People can't help but compare twins. I don't think they even realize they are doing it half the time. They may simply be trying to distinguish between the twins because perhaps the children are identical and hard to tell apart. Nonetheless, it can be hurtful at times.

As the twins get older, they pick up on what is being said about them. It can be detrimental—especially if they are the twin with the less desirable trait. Believe me, I know from experience.

Enter my fraternal twin boys. They look nothing alike and have very different personalities. Very early on, you could see signs that one was an introvert and the other was an extrovert. Shortly after their first birthday, it became clear that the extrovert was a little more daring, listened a little less, and was more rebellious. He was as loving and sweet as they come, just expressing his independence at a very young age!

Because of some of these rebellious actions, people would laugh and say things like, "He is sooo bad" or describe him as "the one who doesn't listen" or "the bad one."

These types of innocent comments are usually said with love and not meant to be hurtful. The problem is that over time the twin may start to believe what is being said and assume the characteristic assigned to him by others. If a twin is labeled "the bad one," for example, he might begin to act out because this is what is expected of him. It can be very problematic, as you can imagine.

In fact, over the past few years I have often heard things from my own twins like, "Well, he is the good one and I am the bad one" or "He is a better athlete" or "He is a better reader." It breaks your heart to hear these things.

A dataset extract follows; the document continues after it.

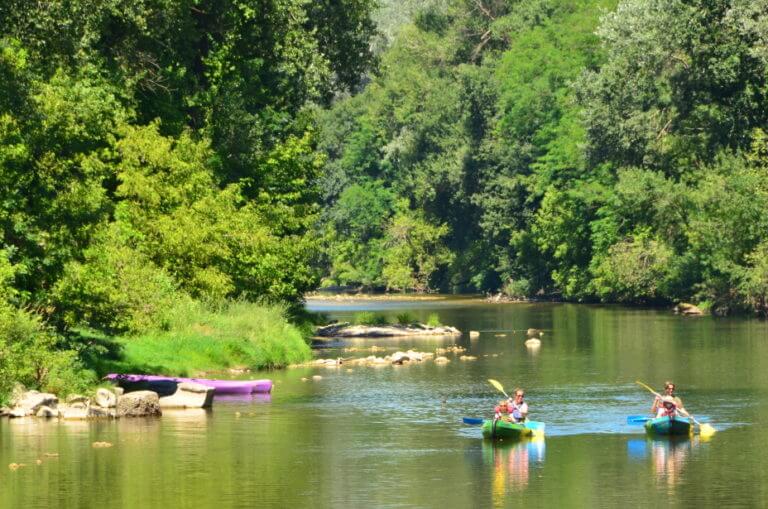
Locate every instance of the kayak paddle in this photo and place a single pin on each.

I don't have any magic answer for dealing with this, but I think it is important to be aware that, like death and taxes, labeling of your twins is going to happen. And although you can't stop people from making these types of comparisons in the privacy of their own homes (and, by the way, you may even be guilty of it at times), you can put a stop to comments made in your presence and in the presence of your twins. Do whatever you can to protect your twins from this labeling as early as possible.